Hay veces que pienso en como sería mi vida si nunca me hubiera mentido en ese magníico y adictivo mundo del Internet. Quizás mi vida sería más fácil -mis notas mejorarían-, y no tuviera tantos líos de cabeza. Porque quizás he avanzado psicológicamente gracias a poder tener acceso a toda la información que quisiera, cuando quisiera y como quisiera, en el formato que deseara.
Pero también ha traído sus ventajas, que a su vez han tenido consecuencias malas y consecuencias buenas. Normalmente más malas que buenas.
He hecho muchos amigos gracias a esto. He podido abrir mi mente y saber qué era lo que pasaba en mi país, y he podido encontrar a gente con la misma ideología que yo, o como mínimo parecida o concorde.
Pero esos amigos no siempre han perdurado, no siempre han valido la pena, y no siempre he sido la persona adecuada para llevar dicha amistad.

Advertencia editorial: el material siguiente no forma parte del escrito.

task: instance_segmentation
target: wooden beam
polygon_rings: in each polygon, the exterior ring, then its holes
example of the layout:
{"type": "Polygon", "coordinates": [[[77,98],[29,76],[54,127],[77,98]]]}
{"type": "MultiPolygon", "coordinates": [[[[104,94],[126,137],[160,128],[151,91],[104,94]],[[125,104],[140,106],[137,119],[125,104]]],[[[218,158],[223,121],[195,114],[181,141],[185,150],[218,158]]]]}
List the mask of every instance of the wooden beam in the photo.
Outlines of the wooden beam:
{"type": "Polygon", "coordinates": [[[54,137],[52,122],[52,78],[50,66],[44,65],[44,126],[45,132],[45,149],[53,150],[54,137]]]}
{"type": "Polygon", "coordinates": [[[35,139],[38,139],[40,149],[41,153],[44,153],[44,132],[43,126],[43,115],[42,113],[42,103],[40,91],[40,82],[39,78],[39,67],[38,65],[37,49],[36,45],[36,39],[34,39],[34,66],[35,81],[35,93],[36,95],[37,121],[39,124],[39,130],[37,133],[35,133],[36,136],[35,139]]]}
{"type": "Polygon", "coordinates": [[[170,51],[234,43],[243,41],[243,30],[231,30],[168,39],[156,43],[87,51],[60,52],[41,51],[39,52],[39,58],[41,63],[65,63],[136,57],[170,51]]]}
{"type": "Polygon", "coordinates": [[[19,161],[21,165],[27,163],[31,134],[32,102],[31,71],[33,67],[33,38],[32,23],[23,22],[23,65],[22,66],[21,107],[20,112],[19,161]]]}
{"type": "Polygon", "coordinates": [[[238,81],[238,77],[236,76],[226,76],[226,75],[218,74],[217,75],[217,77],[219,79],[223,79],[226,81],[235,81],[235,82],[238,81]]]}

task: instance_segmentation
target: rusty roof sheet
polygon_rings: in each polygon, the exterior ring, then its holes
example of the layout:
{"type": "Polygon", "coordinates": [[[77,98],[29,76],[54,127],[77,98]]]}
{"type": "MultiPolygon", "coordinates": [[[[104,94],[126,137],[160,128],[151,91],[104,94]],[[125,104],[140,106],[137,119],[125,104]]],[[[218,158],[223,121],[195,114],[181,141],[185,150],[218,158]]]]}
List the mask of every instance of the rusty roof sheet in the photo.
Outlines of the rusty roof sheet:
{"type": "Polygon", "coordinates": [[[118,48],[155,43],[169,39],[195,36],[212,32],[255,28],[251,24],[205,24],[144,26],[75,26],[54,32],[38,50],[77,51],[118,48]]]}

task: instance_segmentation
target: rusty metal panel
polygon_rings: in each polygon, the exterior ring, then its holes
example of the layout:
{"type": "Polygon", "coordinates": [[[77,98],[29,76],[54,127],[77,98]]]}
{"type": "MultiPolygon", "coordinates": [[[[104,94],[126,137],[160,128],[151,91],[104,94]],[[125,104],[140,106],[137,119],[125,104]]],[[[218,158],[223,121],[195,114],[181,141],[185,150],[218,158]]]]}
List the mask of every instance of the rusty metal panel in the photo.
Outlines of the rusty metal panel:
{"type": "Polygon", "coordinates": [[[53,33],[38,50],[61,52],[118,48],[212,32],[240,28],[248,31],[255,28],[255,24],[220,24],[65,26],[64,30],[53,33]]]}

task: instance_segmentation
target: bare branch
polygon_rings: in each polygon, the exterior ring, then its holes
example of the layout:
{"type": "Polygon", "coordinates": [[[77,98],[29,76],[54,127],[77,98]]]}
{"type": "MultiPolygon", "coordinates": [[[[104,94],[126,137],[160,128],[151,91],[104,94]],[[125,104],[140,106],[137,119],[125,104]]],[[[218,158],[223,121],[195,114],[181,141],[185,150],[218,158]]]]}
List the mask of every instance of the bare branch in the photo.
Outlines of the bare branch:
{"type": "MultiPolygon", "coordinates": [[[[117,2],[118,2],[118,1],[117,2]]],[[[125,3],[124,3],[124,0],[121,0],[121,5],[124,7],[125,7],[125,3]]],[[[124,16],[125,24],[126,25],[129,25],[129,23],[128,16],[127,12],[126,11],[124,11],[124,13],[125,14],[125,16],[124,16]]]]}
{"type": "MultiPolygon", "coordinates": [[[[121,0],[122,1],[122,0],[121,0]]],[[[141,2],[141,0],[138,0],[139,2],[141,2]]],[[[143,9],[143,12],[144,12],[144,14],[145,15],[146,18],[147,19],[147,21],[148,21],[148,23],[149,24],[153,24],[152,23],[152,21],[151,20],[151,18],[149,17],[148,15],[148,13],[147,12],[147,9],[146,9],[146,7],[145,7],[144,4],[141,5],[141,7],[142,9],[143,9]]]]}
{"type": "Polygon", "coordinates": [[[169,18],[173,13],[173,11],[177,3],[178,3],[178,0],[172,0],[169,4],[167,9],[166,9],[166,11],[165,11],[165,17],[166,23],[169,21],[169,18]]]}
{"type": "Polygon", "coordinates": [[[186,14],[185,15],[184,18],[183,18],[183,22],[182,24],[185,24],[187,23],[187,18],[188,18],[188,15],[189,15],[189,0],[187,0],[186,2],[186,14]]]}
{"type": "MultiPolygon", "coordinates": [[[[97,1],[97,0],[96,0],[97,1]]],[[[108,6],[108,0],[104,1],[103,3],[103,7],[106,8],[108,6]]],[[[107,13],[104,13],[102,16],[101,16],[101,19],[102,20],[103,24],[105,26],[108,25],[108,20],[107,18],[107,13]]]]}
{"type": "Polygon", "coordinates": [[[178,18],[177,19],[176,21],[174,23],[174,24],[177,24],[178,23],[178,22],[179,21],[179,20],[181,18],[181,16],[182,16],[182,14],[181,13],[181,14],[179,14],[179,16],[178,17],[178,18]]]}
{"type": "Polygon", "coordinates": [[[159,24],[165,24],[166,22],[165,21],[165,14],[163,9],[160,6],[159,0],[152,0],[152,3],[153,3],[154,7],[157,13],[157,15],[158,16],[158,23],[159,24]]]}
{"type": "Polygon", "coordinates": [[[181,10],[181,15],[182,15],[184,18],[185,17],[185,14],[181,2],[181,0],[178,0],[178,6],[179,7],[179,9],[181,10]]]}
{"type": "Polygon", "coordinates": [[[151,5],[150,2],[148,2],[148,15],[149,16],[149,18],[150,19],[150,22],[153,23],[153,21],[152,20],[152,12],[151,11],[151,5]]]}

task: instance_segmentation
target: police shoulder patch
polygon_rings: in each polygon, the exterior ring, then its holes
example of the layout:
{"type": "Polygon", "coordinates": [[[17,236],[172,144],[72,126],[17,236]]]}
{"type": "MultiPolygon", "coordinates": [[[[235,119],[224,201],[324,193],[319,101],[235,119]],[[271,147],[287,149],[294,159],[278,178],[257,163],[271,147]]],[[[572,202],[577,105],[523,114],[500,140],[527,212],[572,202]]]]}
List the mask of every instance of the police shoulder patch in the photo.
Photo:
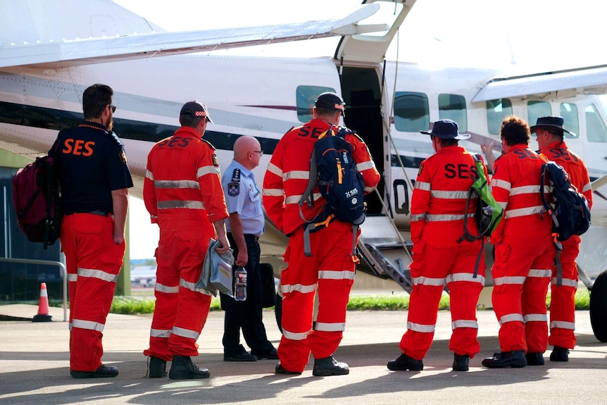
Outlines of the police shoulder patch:
{"type": "Polygon", "coordinates": [[[240,194],[240,184],[234,182],[227,183],[227,195],[236,197],[240,194]]]}

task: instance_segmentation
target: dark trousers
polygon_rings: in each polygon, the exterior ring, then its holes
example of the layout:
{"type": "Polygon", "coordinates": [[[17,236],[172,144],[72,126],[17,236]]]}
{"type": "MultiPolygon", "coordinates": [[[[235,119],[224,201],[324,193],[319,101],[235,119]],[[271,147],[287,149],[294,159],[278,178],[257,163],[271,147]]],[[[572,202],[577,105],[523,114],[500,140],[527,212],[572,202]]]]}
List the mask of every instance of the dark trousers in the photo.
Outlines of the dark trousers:
{"type": "MultiPolygon", "coordinates": [[[[230,246],[234,248],[234,257],[238,256],[238,247],[232,234],[227,234],[230,246]]],[[[268,340],[265,328],[262,320],[262,285],[259,256],[261,249],[256,238],[245,235],[249,261],[246,269],[246,300],[235,301],[223,294],[220,294],[221,305],[225,310],[224,322],[223,354],[236,356],[242,351],[240,346],[240,330],[251,352],[261,354],[270,351],[274,347],[268,340]]],[[[235,269],[235,266],[234,266],[235,269]]]]}

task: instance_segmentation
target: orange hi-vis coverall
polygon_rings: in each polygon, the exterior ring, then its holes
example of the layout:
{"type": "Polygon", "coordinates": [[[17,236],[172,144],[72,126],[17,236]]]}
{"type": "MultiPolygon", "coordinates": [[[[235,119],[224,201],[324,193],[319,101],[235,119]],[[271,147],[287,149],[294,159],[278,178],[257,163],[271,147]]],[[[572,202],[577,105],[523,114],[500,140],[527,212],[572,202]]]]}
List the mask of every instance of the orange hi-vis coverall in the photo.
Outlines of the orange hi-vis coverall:
{"type": "MultiPolygon", "coordinates": [[[[287,268],[282,270],[282,337],[278,347],[280,363],[287,370],[301,372],[310,357],[332,355],[342,340],[346,306],[353,283],[355,263],[351,257],[351,224],[334,220],[310,234],[313,256],[304,252],[304,220],[299,201],[310,177],[314,143],[332,125],[313,119],[285,134],[274,150],[263,179],[263,205],[270,218],[289,236],[284,253],[287,268]],[[312,331],[314,295],[318,289],[318,312],[312,331]]],[[[337,130],[337,127],[334,127],[337,130]]],[[[372,191],[380,173],[369,150],[358,135],[345,139],[352,145],[353,158],[362,174],[365,192],[372,191]]],[[[302,206],[304,216],[313,219],[325,205],[318,187],[313,190],[314,207],[302,206]]]]}
{"type": "Polygon", "coordinates": [[[196,343],[211,305],[196,289],[211,237],[212,222],[228,217],[215,148],[182,127],[148,156],[144,201],[160,227],[156,309],[146,356],[170,361],[198,356],[196,343]]]}
{"type": "Polygon", "coordinates": [[[552,275],[552,220],[539,194],[544,161],[515,144],[494,166],[492,192],[504,218],[491,237],[495,244],[492,301],[503,351],[544,353],[548,345],[546,294],[552,275]]]}
{"type": "Polygon", "coordinates": [[[470,357],[480,350],[476,306],[484,286],[484,252],[475,278],[481,240],[459,242],[464,220],[471,233],[478,232],[474,219],[477,200],[470,201],[468,213],[465,209],[476,170],[472,156],[456,146],[441,149],[420,165],[411,199],[413,262],[409,268],[413,288],[407,331],[399,345],[403,353],[418,360],[432,345],[446,282],[453,328],[449,349],[470,357]]]}
{"type": "MultiPolygon", "coordinates": [[[[548,145],[541,151],[549,159],[556,162],[569,175],[571,184],[588,200],[592,207],[592,190],[590,189],[590,177],[584,161],[569,150],[567,144],[557,141],[548,145]]],[[[552,277],[550,286],[550,337],[548,342],[552,346],[573,349],[575,346],[575,292],[577,289],[577,265],[575,259],[580,254],[579,236],[574,235],[563,241],[561,263],[563,268],[563,280],[558,285],[556,273],[552,277]]]]}

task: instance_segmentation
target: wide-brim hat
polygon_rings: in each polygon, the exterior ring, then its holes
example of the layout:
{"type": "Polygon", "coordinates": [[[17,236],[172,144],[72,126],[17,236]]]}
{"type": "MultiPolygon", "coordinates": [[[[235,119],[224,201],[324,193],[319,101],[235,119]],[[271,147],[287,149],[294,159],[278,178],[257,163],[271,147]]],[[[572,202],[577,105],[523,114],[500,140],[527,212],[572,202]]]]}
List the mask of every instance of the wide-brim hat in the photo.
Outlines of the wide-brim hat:
{"type": "Polygon", "coordinates": [[[434,123],[430,132],[420,131],[420,132],[442,139],[467,139],[470,137],[468,134],[459,133],[457,123],[451,120],[439,120],[434,123]]]}
{"type": "Polygon", "coordinates": [[[211,124],[214,123],[208,114],[208,108],[202,103],[198,101],[188,101],[181,108],[179,113],[180,117],[196,118],[205,117],[206,120],[211,124]]]}
{"type": "Polygon", "coordinates": [[[318,96],[318,98],[314,101],[314,105],[317,108],[340,111],[343,116],[346,116],[344,112],[344,106],[346,105],[346,103],[344,102],[342,97],[332,92],[327,92],[318,96]]]}
{"type": "Polygon", "coordinates": [[[561,131],[565,131],[568,134],[570,134],[572,137],[575,137],[575,134],[565,129],[563,124],[565,123],[565,120],[563,119],[563,117],[539,117],[537,118],[537,121],[535,125],[530,128],[531,130],[531,133],[535,132],[538,128],[542,130],[560,130],[561,131]]]}

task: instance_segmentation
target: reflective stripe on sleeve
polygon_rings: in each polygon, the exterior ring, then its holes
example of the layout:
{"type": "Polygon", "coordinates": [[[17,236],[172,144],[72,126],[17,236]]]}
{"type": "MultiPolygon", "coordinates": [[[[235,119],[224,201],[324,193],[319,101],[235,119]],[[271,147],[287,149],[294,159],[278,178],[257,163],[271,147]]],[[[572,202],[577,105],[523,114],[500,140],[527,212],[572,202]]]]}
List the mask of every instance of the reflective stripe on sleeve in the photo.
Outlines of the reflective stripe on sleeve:
{"type": "Polygon", "coordinates": [[[189,208],[204,209],[204,203],[196,201],[171,200],[158,201],[158,209],[189,208]]]}
{"type": "Polygon", "coordinates": [[[196,171],[196,177],[199,179],[204,175],[210,174],[215,174],[220,176],[221,170],[217,166],[202,166],[201,168],[198,168],[198,170],[196,171]]]}

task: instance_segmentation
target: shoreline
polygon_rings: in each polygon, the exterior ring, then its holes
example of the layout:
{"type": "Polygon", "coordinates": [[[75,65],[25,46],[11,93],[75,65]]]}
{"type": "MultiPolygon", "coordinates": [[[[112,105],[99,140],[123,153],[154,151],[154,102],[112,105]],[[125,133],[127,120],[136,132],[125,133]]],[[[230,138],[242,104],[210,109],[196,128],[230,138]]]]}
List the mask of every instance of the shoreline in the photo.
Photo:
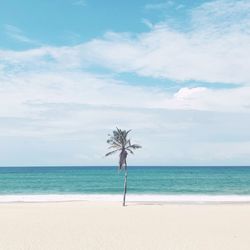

En una ocasión, varias peleas con la que yo creía mi mejor amiga me llevaron a una total ruptura de la comunicación.
Otra, no supe interpretar ese lenguaje que yo misma manejo, ese manejo del que yo misma hago gala y hace que mi egocentrismo crezca como la espuma. Me equivoqué tantas veces con esa persona -y me sigo equivocando- que muchas veces me planteo si realmente me vale la pena seguir adelante. Si me vale la pena seguir sufriendo. Y muchas veces pienso que no, y me hundo en la miseria, nuevamente, otra vez. Esto pasa una vez cada día. Y nunca se lo digo. Esa persona nunca lo sabe. Prefiero que lo ignore. Como tantos otros.
Muchos pensaréis que "a los 16 años no sabes lo que es el dolor". Quizás no el dolor físico, pero sí el dolor mental. Lo sé perfectamente.
Hay gente que ha llenado mi vida, que la ha hecho más amena y feliz, que me ha llenado la vida de color y se lo agradezco tanto que no podría expresarlo realmente con palabras. Me sacaron del agujero negro en el que estaba para darme una familia que, sinceramente, no me merezco.
Y es por eso que ahora estoy aquí, con los dedos tecleando, la luz anaranjada alumbrando mi escritorio, mi gata durmiendo en mi regazo, y un cappuccino a mi lado. Porque no hay nadie a mi alrededor.
El lapiz, sobre un folio encima de la alfombra.